Nonadherence to guidelines on medication prescribing—how do PAs compare?
This study determined the effect of substitution of inpatient care from physicians to physician assistants (PAs) on nonadherence to guidelines on medication prescribing. A multicenter matched-controlled study was performed comparing wards on which PAs provide medical care in collaboration with physicians, with wards on which only physicians provide medical care. A set of 17 quality indicators to measure nonadherence to guidelines on medication prescribing by PAs and physicians was composed by 14 experts in a modified Delphi procedure. The indicators covered different pharmacotherapeutic subjects, such as gastric protection in patients taking nonsteroidal anti-inflammatory drugs (NSAIDs) or preventing obstipation in patients taking opioids. These indicators were expressed in proportions by dividing the number of patients for whom the prescriber did not adhere to a guideline by the total number of applicable patients. Multivariable regression analysis was performed to adjust for potential confounders. The study consisted of 1,021 patients from 17 hospital units (PA/physician model) and 1,286 patients from 17 hospital units (physician model). Two of the 17 quality indicators showed significantly less nonadherence to guidelines for the PA/physician model: those concerning prescribing gastric protection for patients on NSAIDs and corticosteroids (OR 0.42, 95% CI 0.19 ± 0.9) and for patients older than age 70 years taking NSAIDs (OR 0.47, 95% CI 0.23 ± 0.95). No differences between patients in the two groups were found for the other quality indicators. This study suggests that the nonadherence to guidelines on medication prescribing in units with PA/physician staffing does not differ from units with traditional staffing by physicians only. Further research is needed to determine quality, efficiency, and safety of prescribing behavior of PAs.1
Commentary by Mary Lou Brubaker: This article adds to the limited body of research on the quality of prescribing in a hospital setting by PA/physician teams compared with physicians only. It also reflects on the continuity of care by PAs in settings with rotating physicians and residents. The study found little difference in prescribing behaviors for the 17 indicators developed by consensus.1 An older workforce study reviewed the prescribing habits of PAs and NPs compared with physicians.2 This study found similar numbers of prescriptions by all three groups but noted subtle differences in the type of prescriptions written by primary care providers in metropolitan areas compared with those in nonmetropolitan areas.2 A recent serial cross-sectional analysis of the 2006-2012 National Ambulatory Medical Care Survey and National Hospital Ambulatory Medical Care Survey found numerous studies on the equivalent quality of care by PAs and NPs in ambulatory settings compared with physicians.3 However, the question of prescribing quality had not been directly studied in the United States. This study used indicators developed by the Institute of Medicine. Although these studies demonstrated little differences between the prescribing quantity and quality of physicians, PAs, and NPs, it did uncover a concern for quality of prescribing across all groups.1,3 An average of 25.9% (median 15.5%, SD 31.8%) of the time guidelines in the Bos and colleagues study were not followed.1 Prescribing practice indicators were not met 35.8% of the time in the Jiao and colleagues study.3 This highlights an area of concern involving patient care warranting further evaluation and collaboration.

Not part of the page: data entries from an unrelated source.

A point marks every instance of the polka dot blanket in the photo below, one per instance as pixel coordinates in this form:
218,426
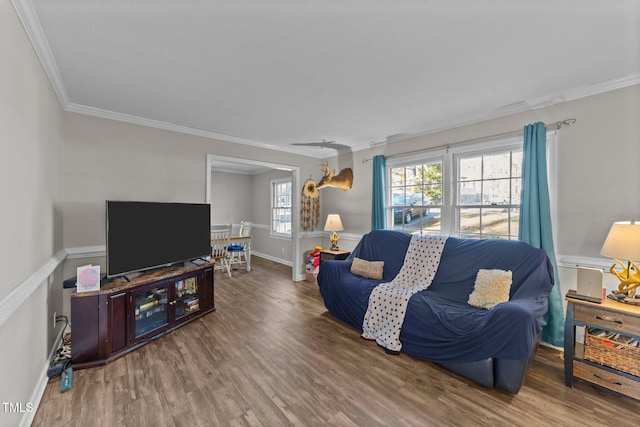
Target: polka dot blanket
388,301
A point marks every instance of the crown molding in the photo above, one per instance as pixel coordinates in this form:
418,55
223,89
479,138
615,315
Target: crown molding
32,27
34,31
511,109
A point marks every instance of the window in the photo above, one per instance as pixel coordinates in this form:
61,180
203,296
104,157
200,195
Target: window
281,206
466,193
488,194
416,197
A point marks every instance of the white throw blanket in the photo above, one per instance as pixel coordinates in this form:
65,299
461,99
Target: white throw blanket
388,301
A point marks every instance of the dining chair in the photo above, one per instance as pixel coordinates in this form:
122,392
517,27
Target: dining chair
220,235
238,253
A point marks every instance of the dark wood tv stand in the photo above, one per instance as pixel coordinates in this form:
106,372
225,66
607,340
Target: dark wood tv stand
125,315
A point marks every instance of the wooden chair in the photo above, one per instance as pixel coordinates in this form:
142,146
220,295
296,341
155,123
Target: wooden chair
238,253
220,235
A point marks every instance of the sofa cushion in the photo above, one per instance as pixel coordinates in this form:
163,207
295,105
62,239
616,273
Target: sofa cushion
368,269
491,288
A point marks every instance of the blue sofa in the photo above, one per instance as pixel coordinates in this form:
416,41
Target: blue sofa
492,347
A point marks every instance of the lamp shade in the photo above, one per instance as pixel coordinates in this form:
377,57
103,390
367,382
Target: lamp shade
333,223
623,241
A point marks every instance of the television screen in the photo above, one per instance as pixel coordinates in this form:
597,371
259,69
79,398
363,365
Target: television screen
144,235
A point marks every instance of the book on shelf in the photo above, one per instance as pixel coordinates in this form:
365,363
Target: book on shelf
149,304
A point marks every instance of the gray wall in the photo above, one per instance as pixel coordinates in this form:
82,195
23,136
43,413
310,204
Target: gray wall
31,158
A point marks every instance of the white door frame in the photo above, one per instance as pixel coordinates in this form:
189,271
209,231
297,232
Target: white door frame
296,270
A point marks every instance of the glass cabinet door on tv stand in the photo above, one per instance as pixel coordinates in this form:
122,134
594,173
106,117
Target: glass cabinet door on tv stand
151,309
187,298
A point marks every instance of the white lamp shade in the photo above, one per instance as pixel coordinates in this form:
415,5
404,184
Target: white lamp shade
623,241
333,223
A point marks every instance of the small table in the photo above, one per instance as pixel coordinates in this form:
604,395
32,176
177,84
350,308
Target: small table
328,254
609,316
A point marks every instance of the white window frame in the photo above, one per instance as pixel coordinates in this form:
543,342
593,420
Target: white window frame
449,225
274,208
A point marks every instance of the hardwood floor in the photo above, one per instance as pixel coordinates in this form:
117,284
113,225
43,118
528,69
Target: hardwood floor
271,355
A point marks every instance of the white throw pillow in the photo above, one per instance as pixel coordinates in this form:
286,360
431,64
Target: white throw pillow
491,288
368,269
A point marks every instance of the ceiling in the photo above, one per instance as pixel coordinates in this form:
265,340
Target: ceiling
297,75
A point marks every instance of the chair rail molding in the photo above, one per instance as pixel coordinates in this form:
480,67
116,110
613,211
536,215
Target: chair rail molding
19,294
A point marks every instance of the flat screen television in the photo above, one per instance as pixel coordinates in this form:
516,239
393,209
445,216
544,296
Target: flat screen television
146,235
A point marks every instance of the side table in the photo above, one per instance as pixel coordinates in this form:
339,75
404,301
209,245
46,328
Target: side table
608,362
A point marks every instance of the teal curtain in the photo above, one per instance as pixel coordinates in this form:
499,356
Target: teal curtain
378,196
535,220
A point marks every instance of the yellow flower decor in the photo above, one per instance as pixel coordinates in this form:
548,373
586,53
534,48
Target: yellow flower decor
310,189
310,206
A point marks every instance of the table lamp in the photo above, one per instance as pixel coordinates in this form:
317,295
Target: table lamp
623,243
333,224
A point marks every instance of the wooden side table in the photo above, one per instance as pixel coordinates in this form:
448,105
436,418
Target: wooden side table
609,316
327,254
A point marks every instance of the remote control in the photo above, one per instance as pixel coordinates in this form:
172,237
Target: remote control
67,379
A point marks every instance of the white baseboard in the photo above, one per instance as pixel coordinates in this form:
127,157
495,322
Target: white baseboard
18,295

1. Bos JM, Timmermans MJC, Kalkman GA, et al The effects of substitution of hospital ward care from medical doctors to physician assistants on non-adherence to guidelines on medication prescribing. PLoS One. 2018;13(8):e0202626.
2. Hooker RS, Cipher DJ. Physician assistant and nurse practitioner prescribing: 1997-2002. J Rural Health. 2005;21(4):355–360.
3. Jiao S, Murimi IB, Stafford RS, et al Quality of prescribing by physicians, nurse practitioners, and physician assistants in the United States. Pharmacotherapy. 2018;38(4):417–427.